Une étude nommée L’étude des coûts économiques et des impacts du décrochage scolaire sur le développement économique en Abitibi-Témiscamingue par Frédéric Laurin permet de faire les liens être la scolarité (ou le décrochage scolaire) et son influence sur le marché du travail. « Il y a un effet cumulatif, le décrochage scolaire. Ça devient comme intergénérationnel. C’est culturel aussi en région. C’est quelque chose qu’on entend dans les discours et que je crois qu’on aurait tout intérêt à changer pour les jeunes d’aujourd’hui, mais aussi pour les adultes et la région de demain », précise Mme Lacombe.
Un message collectif à passer
« L’école, c’est important. Et les actions qu’on peut prendre quand on est un employeur, c’est de croire que le diplôme va apporter au jeune, mais va aussi apporter à l’entreprise. »

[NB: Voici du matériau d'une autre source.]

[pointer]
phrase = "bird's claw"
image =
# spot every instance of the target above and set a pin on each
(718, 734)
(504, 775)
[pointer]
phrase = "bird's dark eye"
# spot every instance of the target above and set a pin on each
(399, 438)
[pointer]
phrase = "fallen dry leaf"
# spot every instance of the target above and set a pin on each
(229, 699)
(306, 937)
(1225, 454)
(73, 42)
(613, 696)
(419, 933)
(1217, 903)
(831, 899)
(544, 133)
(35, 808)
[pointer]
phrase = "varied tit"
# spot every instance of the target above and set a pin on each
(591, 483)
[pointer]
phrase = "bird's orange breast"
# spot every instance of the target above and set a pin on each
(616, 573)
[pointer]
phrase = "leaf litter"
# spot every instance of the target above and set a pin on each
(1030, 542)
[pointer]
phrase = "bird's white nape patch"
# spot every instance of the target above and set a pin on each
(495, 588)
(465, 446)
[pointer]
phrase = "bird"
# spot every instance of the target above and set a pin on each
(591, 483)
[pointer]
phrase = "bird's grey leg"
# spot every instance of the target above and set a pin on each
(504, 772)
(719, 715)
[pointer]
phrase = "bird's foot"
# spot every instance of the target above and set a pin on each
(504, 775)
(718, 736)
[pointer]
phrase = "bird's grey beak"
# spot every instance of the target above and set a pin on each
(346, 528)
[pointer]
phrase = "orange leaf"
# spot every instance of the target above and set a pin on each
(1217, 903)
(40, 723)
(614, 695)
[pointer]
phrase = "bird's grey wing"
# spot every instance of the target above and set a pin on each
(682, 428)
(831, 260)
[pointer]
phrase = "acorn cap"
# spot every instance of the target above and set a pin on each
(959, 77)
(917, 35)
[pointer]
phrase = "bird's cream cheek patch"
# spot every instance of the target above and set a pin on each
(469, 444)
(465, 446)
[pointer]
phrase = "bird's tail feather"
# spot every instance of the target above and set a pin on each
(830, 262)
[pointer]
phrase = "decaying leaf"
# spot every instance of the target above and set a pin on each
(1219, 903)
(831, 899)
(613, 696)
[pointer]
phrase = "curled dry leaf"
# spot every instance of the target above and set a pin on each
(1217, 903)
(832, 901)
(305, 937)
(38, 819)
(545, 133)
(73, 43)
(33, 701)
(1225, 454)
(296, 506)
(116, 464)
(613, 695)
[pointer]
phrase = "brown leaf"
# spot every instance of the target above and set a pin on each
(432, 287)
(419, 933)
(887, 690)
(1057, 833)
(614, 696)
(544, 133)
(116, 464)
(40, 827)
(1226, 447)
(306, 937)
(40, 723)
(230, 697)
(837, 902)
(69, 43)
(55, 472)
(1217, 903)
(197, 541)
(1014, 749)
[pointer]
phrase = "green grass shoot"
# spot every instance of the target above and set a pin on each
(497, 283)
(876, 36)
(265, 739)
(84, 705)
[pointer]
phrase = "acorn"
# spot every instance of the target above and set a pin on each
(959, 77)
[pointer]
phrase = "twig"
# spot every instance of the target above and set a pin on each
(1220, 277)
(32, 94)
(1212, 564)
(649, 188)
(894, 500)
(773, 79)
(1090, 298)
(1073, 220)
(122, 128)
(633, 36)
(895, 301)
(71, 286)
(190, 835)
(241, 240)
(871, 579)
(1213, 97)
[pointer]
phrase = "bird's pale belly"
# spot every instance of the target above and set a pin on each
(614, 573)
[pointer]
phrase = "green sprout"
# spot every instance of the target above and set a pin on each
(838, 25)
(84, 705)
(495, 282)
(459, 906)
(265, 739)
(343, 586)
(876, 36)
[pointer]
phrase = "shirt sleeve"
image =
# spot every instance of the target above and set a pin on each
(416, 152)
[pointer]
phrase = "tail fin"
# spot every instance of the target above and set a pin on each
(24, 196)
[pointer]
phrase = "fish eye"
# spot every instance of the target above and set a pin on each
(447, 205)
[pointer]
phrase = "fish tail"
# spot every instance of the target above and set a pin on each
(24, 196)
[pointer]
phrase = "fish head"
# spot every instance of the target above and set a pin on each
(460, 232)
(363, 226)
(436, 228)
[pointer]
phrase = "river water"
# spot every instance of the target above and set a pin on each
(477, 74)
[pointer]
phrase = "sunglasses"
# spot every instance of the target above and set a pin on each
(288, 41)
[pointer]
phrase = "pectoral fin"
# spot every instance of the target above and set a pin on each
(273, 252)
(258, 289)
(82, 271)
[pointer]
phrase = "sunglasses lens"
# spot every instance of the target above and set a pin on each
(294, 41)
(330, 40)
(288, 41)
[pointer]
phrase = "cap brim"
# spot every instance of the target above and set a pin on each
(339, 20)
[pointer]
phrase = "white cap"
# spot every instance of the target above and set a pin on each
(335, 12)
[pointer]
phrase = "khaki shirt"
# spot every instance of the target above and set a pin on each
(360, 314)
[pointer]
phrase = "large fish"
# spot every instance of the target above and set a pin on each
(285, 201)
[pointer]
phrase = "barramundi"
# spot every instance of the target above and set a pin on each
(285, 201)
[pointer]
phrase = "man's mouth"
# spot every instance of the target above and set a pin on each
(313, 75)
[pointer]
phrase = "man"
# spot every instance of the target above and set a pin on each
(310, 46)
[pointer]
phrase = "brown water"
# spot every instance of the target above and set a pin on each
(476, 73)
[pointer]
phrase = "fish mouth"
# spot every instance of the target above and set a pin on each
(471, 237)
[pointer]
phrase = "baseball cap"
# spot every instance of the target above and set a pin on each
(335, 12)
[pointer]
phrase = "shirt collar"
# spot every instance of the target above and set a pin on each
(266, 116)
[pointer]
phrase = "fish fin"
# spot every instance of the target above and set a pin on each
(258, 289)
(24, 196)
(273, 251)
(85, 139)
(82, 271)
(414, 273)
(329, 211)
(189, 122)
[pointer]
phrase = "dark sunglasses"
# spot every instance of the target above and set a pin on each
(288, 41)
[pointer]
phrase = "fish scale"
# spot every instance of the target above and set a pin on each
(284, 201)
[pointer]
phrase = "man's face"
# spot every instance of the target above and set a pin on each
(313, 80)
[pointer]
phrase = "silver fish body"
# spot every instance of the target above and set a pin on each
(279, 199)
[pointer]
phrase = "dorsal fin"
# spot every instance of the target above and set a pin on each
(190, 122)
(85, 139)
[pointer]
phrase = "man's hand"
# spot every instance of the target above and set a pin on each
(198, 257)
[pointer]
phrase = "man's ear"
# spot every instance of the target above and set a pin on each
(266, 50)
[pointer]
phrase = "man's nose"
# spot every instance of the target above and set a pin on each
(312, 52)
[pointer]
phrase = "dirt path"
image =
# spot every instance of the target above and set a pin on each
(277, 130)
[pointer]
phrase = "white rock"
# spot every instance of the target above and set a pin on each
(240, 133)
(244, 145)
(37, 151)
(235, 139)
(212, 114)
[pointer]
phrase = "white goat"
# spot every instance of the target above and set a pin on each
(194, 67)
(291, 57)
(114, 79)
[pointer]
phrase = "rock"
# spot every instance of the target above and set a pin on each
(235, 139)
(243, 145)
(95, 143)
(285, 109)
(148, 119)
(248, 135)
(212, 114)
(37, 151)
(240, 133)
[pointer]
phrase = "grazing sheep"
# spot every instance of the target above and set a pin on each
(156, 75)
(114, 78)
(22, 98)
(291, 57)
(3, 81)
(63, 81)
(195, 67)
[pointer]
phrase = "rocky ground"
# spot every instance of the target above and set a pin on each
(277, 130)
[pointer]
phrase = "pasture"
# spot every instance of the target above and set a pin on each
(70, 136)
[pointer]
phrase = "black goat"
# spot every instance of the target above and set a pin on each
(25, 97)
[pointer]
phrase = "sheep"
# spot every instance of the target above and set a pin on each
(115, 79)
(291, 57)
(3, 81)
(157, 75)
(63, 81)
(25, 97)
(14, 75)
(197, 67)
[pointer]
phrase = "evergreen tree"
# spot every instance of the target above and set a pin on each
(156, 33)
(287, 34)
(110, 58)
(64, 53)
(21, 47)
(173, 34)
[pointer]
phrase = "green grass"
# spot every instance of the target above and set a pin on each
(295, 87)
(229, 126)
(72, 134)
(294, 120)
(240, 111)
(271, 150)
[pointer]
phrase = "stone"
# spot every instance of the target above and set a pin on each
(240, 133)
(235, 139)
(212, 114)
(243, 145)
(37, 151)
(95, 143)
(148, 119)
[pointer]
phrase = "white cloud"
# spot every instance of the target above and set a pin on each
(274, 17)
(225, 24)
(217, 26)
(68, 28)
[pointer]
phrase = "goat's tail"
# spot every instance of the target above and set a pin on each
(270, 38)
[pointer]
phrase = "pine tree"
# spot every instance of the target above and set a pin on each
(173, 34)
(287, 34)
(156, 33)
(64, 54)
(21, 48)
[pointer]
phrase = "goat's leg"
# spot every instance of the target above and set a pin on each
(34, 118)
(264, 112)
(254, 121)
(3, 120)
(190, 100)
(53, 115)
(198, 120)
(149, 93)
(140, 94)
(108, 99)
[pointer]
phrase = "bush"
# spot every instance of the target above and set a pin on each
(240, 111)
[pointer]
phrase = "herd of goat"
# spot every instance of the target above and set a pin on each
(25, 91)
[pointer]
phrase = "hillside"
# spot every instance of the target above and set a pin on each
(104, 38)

Le niveau de scolarité et la quantité de diplômes obtenus ont un effet cumulatif sur la société, selon les dires de Mme Lacombe. « Quand on va à l’école, plus on est scolarisé, et plus on obtient de diplômes, on développe notre connaissance technique, mais on développe aussi notre connaissance générale, notre culture générale. Et cette culture générale là nous amène à être capables de faire de l’innovation. L’innovation, c’est d’additionner des idées pour réussir à faire quelque chose de nouveau et c’est cette innovation-là qui permet le développement du milieu du travail ou la dynamique de développement économique régional. Il y a vraiment un lien entre le diplôme, les connaissances générales, la capacité d’innover et la capacité pour une entreprise de faire face aux défis de l’avenir. »
Quelques faits
« Il y a un écart de salaires, si on regarde le revenu d’emploi moyen selon le diplôme. Une personne qui quitte l’école sans diplôme gagne en moyenne 33 600 $ par année. Quelqu’un qui a un diplôme d’études secondaires (DES), c’est 41 720 $ par année. Quelqu’un qui a un diplôme d’études collégiales, c’est 51 850 $ par année. Et lorsque tu vas te chercher un baccalauréat et plus, c’est presque 75 000 $ par année. Ce qu’on se rend compte aussi, c’est que plus on avance en âge, plus les écarts sont grands. Donc la personne qui n’a pas de DES, son revenu n’augmentera pas de façon exponentielle, mais si tu as un bac ou des études supérieures, ton revenu va continuer d’augmenter pendant très longtemps. […] Et on calcule que sur la vie d’un travailleur, entre quelqu’un qui n’a pas de DES et quelqu’un qui en a un, […] il y a [environ] 1,1 M$ d’écart. Donc, c’est 1 M$ de moins dans tes poches sur 35 à 40 ans de travail », illustre-t-elle.
Poursuivre ses rêves
« Il ne faut pas lâcher. Et il faut il y aller un petit pas à la fois. […] Derrière les premières femmes dans nos universités, il y a 63 ans de persévérance. Ça ne se fait pas du jour au lendemain. Ça se peut qu’il y en ait des échecs, tout le monde en vit. On entend souvent les mots des “parcours atypiques”. Moi, je ne dirais pas que ce sont des parcours atypiques quand on a des échecs ou qu’on lâche l’école, moi j’appellerais ça un “parcours personnel”. Et l’important, c’est d’y aller à son rythme et d’arriver à notre rêve », conclut Mme Lacombe.
Des webinaires ont lieu les 10 et 17 février.